1. An account has a principal of $200 and a simple interest rate of 3.7%. The table shows the simple interest earned and the new account balance for 1, 2, and 3 years. Complete the table for the fourth year.
2. Sergio deposits $3,100 into a bank account with an annual simple interest rate of 2.6%.
a. How much in interest does the account earn in 18 months?
b. What is the balance of the account at that point?
3. Zachary deposits $2,230 in a savings account that earns 3.3% annual interest compounded quarterly. He wants to use the formula B=p(1 + r)^{ n } to find the balance after 4 years. What values should he substitute for r and n to do this?
4. An investor puts $900 in an account that pays 5% interest compounded annually. Find the account balance after 8 years. Round to the nearest cent.
5. Betty deposits $300 into an account that earns 5% interest compounded annually. Xavier deposits the same amount into an account that earns 5% simple interest. Compare the account balances after 2 years.
6. A customer plans to deposit $1,000 in a bank account and leave it for 4 years. The customer compares two banks. The first bank offers 2% interest compounded 4 times per year. The second bank offers 2% interest compounded once per year. Which bank offers the better investment for the customer?
7.
a. What is the value of a $2,480 investment after 6 years at 2.9% annual interest compounded monthly? Round to the nearest cent.
b. How much does the investment earn in interest?
8. Justin deposits $1,450 in a savings account that earns 3.4% annual interest compounded quarterly. He wants to use the formula B=p(1 + r)^{ n } to find the balance after 6 years.
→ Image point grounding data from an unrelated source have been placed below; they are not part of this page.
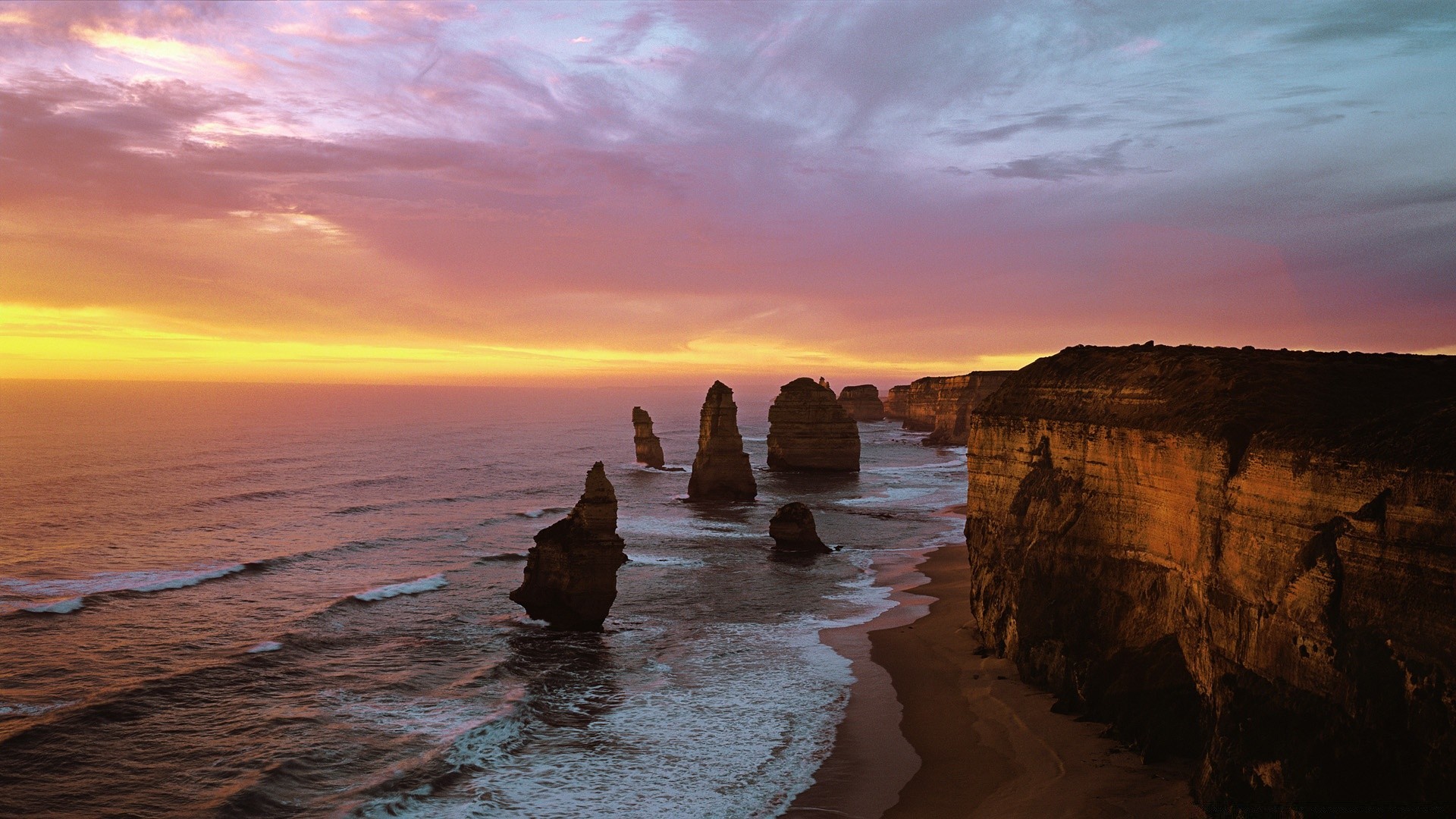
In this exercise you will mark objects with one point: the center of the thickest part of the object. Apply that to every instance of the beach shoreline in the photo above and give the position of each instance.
(932, 729)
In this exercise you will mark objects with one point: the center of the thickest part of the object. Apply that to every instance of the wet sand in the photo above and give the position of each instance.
(981, 744)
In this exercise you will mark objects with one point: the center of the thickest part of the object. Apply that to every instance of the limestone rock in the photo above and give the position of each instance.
(1247, 556)
(941, 404)
(862, 403)
(648, 447)
(721, 469)
(792, 529)
(810, 431)
(571, 573)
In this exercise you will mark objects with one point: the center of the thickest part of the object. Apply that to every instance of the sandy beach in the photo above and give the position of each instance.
(935, 730)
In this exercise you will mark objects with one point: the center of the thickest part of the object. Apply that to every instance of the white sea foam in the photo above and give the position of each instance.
(58, 607)
(410, 588)
(666, 560)
(890, 496)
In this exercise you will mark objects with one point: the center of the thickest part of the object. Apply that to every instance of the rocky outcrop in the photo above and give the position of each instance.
(721, 469)
(571, 573)
(1247, 556)
(862, 403)
(810, 431)
(648, 447)
(792, 529)
(941, 404)
(897, 403)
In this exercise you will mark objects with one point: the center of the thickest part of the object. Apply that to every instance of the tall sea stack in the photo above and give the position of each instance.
(571, 573)
(648, 447)
(1247, 556)
(862, 403)
(721, 469)
(810, 431)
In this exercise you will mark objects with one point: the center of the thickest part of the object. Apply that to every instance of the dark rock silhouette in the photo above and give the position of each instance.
(571, 573)
(1244, 556)
(810, 431)
(721, 469)
(792, 529)
(862, 403)
(648, 447)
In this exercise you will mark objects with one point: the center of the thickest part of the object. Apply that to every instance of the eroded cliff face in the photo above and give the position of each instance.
(648, 447)
(721, 469)
(862, 403)
(571, 573)
(810, 431)
(1239, 554)
(943, 404)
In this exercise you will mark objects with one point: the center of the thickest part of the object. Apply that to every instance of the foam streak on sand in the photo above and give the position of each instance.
(410, 588)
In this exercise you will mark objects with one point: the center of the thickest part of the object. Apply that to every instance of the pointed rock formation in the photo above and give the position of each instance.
(721, 469)
(571, 573)
(810, 431)
(648, 447)
(862, 403)
(792, 529)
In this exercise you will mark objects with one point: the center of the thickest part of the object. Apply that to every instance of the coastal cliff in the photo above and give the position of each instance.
(648, 447)
(1245, 556)
(571, 573)
(862, 403)
(721, 469)
(810, 431)
(943, 404)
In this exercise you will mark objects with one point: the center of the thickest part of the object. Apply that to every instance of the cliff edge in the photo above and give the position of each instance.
(1248, 556)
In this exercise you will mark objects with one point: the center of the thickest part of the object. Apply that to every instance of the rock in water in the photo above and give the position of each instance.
(721, 469)
(571, 573)
(862, 403)
(648, 447)
(792, 529)
(810, 431)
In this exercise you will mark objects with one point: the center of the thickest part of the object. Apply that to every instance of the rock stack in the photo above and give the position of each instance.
(862, 403)
(648, 447)
(571, 573)
(792, 529)
(810, 431)
(721, 469)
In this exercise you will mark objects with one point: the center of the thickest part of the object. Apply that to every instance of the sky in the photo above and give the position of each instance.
(488, 193)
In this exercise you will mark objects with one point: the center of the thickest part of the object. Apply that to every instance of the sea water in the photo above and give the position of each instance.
(291, 601)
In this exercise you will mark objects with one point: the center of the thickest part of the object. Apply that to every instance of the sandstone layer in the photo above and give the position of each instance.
(1247, 556)
(648, 447)
(792, 529)
(941, 406)
(862, 403)
(571, 573)
(721, 469)
(810, 431)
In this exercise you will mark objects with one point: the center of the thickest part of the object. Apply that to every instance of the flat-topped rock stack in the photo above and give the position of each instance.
(571, 573)
(792, 529)
(648, 447)
(721, 469)
(810, 431)
(862, 403)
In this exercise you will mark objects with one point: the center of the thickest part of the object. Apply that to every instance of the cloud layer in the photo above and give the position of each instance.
(874, 187)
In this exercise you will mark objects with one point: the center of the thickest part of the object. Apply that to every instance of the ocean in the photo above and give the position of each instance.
(291, 601)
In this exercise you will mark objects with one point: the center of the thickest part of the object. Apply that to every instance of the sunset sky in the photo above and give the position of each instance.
(455, 193)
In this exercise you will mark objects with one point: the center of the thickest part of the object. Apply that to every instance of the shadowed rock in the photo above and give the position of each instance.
(571, 573)
(1244, 556)
(648, 447)
(862, 403)
(792, 529)
(810, 431)
(721, 469)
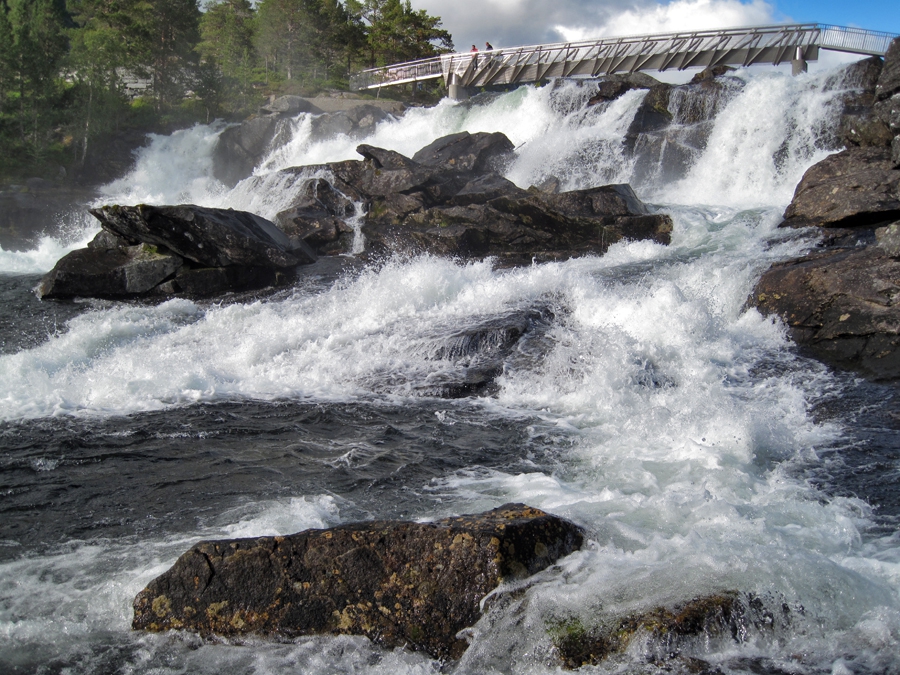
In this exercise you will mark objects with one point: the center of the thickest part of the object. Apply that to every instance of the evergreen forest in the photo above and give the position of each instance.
(75, 72)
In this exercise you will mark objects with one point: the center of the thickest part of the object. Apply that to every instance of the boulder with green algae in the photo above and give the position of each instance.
(399, 583)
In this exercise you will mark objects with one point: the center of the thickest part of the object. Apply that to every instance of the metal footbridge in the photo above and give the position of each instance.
(774, 45)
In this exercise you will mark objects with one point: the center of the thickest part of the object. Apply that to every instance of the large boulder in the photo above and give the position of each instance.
(209, 237)
(357, 122)
(447, 201)
(856, 187)
(481, 152)
(399, 583)
(108, 272)
(319, 218)
(525, 227)
(842, 304)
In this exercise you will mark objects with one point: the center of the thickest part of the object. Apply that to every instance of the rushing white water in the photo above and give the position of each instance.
(687, 412)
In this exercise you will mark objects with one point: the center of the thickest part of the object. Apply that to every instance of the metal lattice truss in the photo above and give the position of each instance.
(697, 49)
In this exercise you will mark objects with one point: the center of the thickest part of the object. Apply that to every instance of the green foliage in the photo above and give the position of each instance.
(66, 66)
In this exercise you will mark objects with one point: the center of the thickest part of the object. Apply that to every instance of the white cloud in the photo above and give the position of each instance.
(675, 16)
(507, 23)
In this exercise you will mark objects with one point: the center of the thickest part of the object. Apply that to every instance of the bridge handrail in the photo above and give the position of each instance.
(826, 36)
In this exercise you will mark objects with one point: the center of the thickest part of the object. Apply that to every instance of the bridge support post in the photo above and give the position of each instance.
(798, 64)
(457, 92)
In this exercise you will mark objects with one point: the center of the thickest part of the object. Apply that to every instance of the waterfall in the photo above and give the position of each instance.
(635, 394)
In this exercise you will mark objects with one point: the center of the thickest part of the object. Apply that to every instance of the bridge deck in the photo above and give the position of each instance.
(696, 49)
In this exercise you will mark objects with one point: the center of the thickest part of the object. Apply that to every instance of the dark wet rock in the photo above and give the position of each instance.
(209, 237)
(856, 187)
(240, 148)
(889, 80)
(106, 240)
(862, 127)
(399, 583)
(207, 282)
(108, 272)
(859, 77)
(476, 355)
(290, 105)
(356, 122)
(888, 239)
(666, 632)
(843, 305)
(653, 113)
(533, 226)
(481, 152)
(888, 111)
(711, 73)
(149, 250)
(319, 218)
(610, 90)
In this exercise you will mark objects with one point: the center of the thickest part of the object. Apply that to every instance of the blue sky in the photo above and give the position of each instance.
(507, 23)
(881, 15)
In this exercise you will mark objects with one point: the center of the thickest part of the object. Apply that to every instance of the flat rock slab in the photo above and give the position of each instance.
(95, 272)
(399, 583)
(843, 305)
(209, 237)
(856, 187)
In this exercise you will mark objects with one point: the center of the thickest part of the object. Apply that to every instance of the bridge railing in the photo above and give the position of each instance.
(633, 50)
(855, 40)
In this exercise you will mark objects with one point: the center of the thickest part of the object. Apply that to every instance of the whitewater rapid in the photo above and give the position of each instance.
(661, 413)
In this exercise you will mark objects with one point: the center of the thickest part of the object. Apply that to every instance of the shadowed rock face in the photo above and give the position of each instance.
(447, 200)
(399, 583)
(211, 237)
(145, 250)
(844, 305)
(856, 187)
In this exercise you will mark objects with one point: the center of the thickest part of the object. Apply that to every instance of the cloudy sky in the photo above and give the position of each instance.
(507, 23)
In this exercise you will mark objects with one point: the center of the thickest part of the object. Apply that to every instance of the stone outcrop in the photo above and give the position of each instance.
(856, 187)
(665, 633)
(840, 302)
(448, 200)
(399, 583)
(144, 250)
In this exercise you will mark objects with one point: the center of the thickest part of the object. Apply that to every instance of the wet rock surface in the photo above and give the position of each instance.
(399, 583)
(448, 200)
(855, 187)
(842, 304)
(666, 633)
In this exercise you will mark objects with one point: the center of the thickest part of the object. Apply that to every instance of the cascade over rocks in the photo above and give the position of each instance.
(856, 187)
(843, 304)
(241, 148)
(447, 200)
(841, 301)
(399, 583)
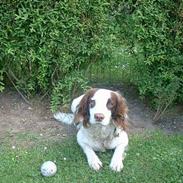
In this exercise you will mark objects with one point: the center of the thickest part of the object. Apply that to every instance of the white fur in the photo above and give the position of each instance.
(99, 136)
(101, 97)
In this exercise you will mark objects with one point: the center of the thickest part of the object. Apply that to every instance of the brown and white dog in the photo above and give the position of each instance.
(101, 117)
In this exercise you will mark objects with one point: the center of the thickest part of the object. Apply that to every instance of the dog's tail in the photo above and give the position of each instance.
(66, 118)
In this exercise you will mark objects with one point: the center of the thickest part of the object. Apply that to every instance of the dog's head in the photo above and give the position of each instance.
(102, 106)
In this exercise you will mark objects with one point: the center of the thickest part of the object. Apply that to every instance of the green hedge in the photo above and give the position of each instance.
(154, 33)
(45, 43)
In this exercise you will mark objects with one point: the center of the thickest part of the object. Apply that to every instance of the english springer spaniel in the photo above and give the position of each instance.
(101, 118)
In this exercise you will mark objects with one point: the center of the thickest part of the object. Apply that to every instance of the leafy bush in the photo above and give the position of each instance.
(42, 42)
(153, 30)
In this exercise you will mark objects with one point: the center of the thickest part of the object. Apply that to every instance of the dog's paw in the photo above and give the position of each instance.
(116, 165)
(94, 163)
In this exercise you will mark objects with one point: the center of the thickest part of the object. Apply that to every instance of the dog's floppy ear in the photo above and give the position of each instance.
(119, 110)
(83, 113)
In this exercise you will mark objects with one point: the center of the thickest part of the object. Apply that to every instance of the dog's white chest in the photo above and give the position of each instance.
(100, 132)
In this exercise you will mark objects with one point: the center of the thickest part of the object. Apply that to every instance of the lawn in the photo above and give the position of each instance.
(152, 157)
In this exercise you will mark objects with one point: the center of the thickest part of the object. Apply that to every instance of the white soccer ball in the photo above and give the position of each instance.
(48, 169)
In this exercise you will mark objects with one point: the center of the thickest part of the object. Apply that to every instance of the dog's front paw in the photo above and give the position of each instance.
(116, 165)
(95, 163)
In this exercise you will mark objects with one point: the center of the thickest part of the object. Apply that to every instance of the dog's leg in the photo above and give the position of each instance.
(119, 144)
(93, 160)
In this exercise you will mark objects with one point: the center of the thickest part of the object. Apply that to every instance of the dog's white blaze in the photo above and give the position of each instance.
(101, 97)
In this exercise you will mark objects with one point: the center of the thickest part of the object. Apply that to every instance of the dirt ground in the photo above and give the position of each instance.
(16, 116)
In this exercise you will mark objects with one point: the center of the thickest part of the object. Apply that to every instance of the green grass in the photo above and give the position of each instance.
(151, 158)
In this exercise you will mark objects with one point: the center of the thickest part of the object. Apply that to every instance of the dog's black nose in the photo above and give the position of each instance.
(99, 116)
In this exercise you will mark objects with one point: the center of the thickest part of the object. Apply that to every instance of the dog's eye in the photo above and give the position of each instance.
(92, 103)
(110, 104)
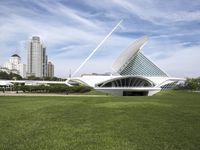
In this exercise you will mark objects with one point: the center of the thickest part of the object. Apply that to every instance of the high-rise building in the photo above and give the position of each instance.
(14, 65)
(36, 58)
(50, 70)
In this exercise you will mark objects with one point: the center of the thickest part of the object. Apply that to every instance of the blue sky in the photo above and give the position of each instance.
(71, 29)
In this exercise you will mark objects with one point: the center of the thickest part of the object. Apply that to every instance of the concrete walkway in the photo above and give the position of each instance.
(8, 93)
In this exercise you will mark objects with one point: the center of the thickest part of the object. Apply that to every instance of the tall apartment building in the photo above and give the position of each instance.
(50, 70)
(14, 65)
(36, 58)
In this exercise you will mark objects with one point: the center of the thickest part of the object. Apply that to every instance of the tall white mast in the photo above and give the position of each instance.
(96, 48)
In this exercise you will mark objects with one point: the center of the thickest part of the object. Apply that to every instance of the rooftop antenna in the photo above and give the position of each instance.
(97, 48)
(70, 73)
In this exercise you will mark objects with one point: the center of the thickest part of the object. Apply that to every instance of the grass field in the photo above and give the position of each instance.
(167, 121)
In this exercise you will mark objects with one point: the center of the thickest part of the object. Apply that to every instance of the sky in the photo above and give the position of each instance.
(71, 29)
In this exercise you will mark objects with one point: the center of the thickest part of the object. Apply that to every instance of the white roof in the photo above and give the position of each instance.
(128, 53)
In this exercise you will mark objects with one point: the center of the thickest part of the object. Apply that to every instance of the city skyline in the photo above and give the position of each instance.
(71, 30)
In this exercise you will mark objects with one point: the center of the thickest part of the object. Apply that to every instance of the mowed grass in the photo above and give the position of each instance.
(169, 120)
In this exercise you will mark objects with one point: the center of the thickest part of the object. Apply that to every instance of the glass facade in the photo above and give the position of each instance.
(141, 65)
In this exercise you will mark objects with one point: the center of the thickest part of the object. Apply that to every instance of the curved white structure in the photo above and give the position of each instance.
(126, 56)
(138, 75)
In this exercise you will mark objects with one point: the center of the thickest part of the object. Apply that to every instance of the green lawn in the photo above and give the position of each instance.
(169, 120)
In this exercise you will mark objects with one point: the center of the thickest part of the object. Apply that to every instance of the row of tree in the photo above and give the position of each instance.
(10, 76)
(13, 76)
(51, 89)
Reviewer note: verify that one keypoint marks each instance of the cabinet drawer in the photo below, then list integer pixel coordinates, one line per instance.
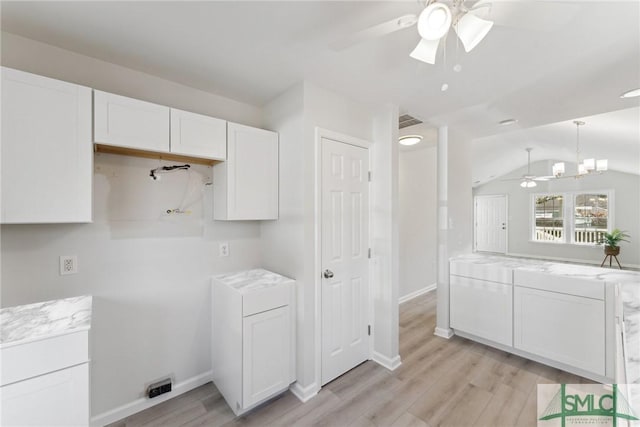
(60, 398)
(265, 299)
(581, 287)
(493, 273)
(563, 328)
(28, 360)
(482, 308)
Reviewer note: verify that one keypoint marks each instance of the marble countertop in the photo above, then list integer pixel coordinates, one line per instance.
(629, 285)
(32, 322)
(250, 280)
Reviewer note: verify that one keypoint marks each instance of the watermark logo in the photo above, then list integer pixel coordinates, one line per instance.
(588, 405)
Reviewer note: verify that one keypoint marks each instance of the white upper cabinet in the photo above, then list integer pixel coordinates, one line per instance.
(245, 187)
(197, 135)
(130, 123)
(47, 156)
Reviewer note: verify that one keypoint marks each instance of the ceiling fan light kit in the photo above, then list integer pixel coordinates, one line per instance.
(426, 51)
(471, 30)
(434, 23)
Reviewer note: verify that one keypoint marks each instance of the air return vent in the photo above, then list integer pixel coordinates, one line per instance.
(407, 120)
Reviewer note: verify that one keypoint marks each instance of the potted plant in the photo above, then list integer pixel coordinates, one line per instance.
(611, 241)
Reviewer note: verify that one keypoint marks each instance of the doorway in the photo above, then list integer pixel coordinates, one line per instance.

a. What values should he substitute for r and n to do this?
b. Suppose the interest were compounded monthly rather than quarterly. How would this affect the values Justin should substitute for r and n?
9. Edward deposited $9,500 into a savings account 2 years ago. The simple interest rate is 5%.
a. How much money did Edward earn in interest?
b. What would be his new account balance?
10. Reasoning You deposit $4,400 into a bank account with an annual simple interest rate of 2.1%.
a. How much in interest does the account earn in 15 months?
b. What is the balance of the account at that point?
c. Explain why it is important to use a single unit of time when computing simple interest. Use examples to support your reasoning.
11. Error Analysis Isamu deposits $375 in an account that pays 3% interest compounded monthly. Isamu incorrectly claims that the account balance will be $761 after 1 year.